Три повести (Лидин) - страница 80

Сверху открывался залив. Лошади шагом шли в гору.

— Куда тут до птицы… тут секач хоронится. Тут за морем надо искать концы, — сказал егерь Пауксту, придерживая своего коня.

XVII

В выходные свободные дни загруженным уходил пароходик от городской пристани. За город, на острова, с узелками, с детьми, устремлялись жители города. На островах росли дикий виноград и шиповник. Вдосталь можно было здесь набродиться мимо старых минных погребов и упраздненных фортов, подышать морем, поваляться на бережку.

Так же, как и другие, переносил на пароход Алибаев младшего сына, такой же узелок был у жены, так же готовились они по-семейному провести праздничный день. Был ничем не отличен от других семейственных людей — в чесучовом пиджаке, с сыном на руках — Алибаев. Несколько семейств тоже сошли на острове. Одна семья — банковского работника Иевлева — была знакома. Дети побежали впереди, матери шли с узелками. Отцы отставали, курили — всё как обычно в загородных совместных прогулках. Побродили и вдоль фортов, выбрали и местечко на берегу возле моря. Дети и жены пошли рвать виноград. Отцы остались на травке. Был даже величествен в белом своем одеянии, в заутюженных брюках, с двумя золотыми коронками, с расчесанными светлыми усиками тучнеющего блондина Иевлев. Пальцы его были в золотистом пуху. Некое щегольство было в надетой слегка набекрень панаме. Впрочем, шло это щегольство из морского прошлого Иевлева, из его службы в конторах Добровольного флота. Лежали перед ними на разостланной пестрой скатерке и испеченные всякие домашние пирожки и даже стояла полубутылочка коньяку. Но стояла полубутылочка больше для видимости. Ни Алибаев, ни Иевлев до нее не дотронулись.

— Мысль ваша, однако, удачная, — сказал Алибаев, оглядывая тишайшую бухточку и все это сонное и безлюдное побережье. — Тут действительно можно будет поговорить… а поговорить есть о чем.

Иевлев слегка сонно и как бы мечтательно смотрел мимо. Казалось, в необычайном довольстве дремали его выцветшие голубые глаза, слегка подпертые выбритыми до шелковистой округлости щеками.

— Видите ли, Алибаев, — ответил он наконец, широким жестом жуира проводя по своим расчесанным светлым усам, — я бы тоже хотел, чтобы вы меня выслушали.
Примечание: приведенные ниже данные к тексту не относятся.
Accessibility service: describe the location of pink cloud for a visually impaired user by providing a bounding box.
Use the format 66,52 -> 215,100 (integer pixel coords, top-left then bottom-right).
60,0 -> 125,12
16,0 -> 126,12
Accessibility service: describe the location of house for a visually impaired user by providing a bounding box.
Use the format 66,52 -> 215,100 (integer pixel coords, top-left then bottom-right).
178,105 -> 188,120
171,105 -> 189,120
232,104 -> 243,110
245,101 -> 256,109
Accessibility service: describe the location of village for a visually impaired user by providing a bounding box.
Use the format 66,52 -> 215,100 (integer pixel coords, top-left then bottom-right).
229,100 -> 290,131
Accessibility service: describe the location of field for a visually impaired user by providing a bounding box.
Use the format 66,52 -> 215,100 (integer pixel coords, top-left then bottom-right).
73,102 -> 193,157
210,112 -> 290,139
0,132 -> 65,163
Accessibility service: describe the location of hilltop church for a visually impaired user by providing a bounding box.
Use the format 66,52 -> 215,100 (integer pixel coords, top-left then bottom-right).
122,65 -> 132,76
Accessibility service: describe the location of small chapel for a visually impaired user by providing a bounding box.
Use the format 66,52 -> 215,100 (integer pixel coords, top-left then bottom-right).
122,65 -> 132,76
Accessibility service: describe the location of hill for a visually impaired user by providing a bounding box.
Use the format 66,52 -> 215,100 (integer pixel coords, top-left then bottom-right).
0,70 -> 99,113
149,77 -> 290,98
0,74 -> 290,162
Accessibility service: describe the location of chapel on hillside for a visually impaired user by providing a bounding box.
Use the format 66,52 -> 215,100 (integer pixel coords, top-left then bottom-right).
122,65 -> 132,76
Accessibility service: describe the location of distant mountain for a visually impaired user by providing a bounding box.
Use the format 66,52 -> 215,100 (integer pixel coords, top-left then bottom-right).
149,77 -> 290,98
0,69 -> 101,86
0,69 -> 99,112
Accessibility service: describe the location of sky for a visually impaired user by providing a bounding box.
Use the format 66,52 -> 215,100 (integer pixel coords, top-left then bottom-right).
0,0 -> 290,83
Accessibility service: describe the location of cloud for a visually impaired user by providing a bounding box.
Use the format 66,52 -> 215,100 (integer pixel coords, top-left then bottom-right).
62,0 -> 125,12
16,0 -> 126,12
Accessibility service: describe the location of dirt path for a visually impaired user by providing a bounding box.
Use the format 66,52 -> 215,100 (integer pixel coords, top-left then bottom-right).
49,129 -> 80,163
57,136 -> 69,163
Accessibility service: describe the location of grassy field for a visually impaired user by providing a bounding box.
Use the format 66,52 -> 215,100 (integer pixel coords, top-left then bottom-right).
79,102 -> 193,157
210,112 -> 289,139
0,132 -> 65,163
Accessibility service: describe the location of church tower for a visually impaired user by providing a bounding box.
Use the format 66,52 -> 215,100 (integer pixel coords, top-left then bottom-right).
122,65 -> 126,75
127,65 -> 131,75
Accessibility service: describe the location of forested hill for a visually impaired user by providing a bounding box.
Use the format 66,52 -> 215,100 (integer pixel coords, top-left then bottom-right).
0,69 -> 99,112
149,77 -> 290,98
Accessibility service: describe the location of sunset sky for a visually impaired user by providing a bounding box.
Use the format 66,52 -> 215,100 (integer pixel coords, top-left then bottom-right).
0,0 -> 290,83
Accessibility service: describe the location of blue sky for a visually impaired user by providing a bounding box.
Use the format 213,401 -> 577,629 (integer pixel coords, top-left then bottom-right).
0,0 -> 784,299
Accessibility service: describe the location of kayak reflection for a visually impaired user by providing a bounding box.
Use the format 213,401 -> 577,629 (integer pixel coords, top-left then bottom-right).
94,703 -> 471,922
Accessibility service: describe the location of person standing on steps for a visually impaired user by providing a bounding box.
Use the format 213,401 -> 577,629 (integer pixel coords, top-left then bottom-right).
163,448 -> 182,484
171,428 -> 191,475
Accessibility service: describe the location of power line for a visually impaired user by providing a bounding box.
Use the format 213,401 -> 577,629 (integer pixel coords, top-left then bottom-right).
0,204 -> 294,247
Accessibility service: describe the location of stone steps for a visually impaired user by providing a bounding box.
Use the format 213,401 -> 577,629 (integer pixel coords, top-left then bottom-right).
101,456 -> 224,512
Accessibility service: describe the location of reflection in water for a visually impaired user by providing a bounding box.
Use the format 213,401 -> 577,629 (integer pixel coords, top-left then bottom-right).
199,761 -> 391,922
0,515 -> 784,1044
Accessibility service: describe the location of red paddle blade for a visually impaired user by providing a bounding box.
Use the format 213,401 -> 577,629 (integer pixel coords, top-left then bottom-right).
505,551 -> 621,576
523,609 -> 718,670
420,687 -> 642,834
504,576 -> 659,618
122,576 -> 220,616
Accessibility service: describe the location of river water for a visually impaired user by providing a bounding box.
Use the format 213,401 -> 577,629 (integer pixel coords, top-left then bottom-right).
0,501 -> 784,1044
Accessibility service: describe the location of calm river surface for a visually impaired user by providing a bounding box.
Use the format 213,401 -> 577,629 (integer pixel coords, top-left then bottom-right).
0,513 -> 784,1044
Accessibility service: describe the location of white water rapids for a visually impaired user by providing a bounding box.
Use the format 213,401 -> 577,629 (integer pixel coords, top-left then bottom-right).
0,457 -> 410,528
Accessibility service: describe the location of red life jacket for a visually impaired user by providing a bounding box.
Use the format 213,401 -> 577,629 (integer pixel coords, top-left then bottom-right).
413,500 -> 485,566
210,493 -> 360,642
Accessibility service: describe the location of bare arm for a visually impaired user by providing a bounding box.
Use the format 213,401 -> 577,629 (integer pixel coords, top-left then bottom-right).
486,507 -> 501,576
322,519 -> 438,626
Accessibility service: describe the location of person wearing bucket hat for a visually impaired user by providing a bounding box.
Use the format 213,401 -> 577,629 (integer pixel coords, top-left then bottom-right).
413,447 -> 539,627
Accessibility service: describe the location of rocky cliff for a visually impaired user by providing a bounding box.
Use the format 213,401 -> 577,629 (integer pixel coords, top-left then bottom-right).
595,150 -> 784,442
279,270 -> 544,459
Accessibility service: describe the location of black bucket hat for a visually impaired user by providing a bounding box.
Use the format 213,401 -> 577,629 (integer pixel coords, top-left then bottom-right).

Говорить мы можем в открытую. Я выхожу из игры. Не желаю. Извините, но не желаю. Не вижу реальных перспектив. — Он пошевелил пальцами, словно сеял. — А, знаете ли, рисковать… все-таки у нас детки бегают. Изволите видеть: виноградец рвут. Не желаю. А потом — на что расчет? Я спрашиваю: на что расчет?

Алибаев молчал. Только как-то задвигались было и заострились, затвердели его скулы.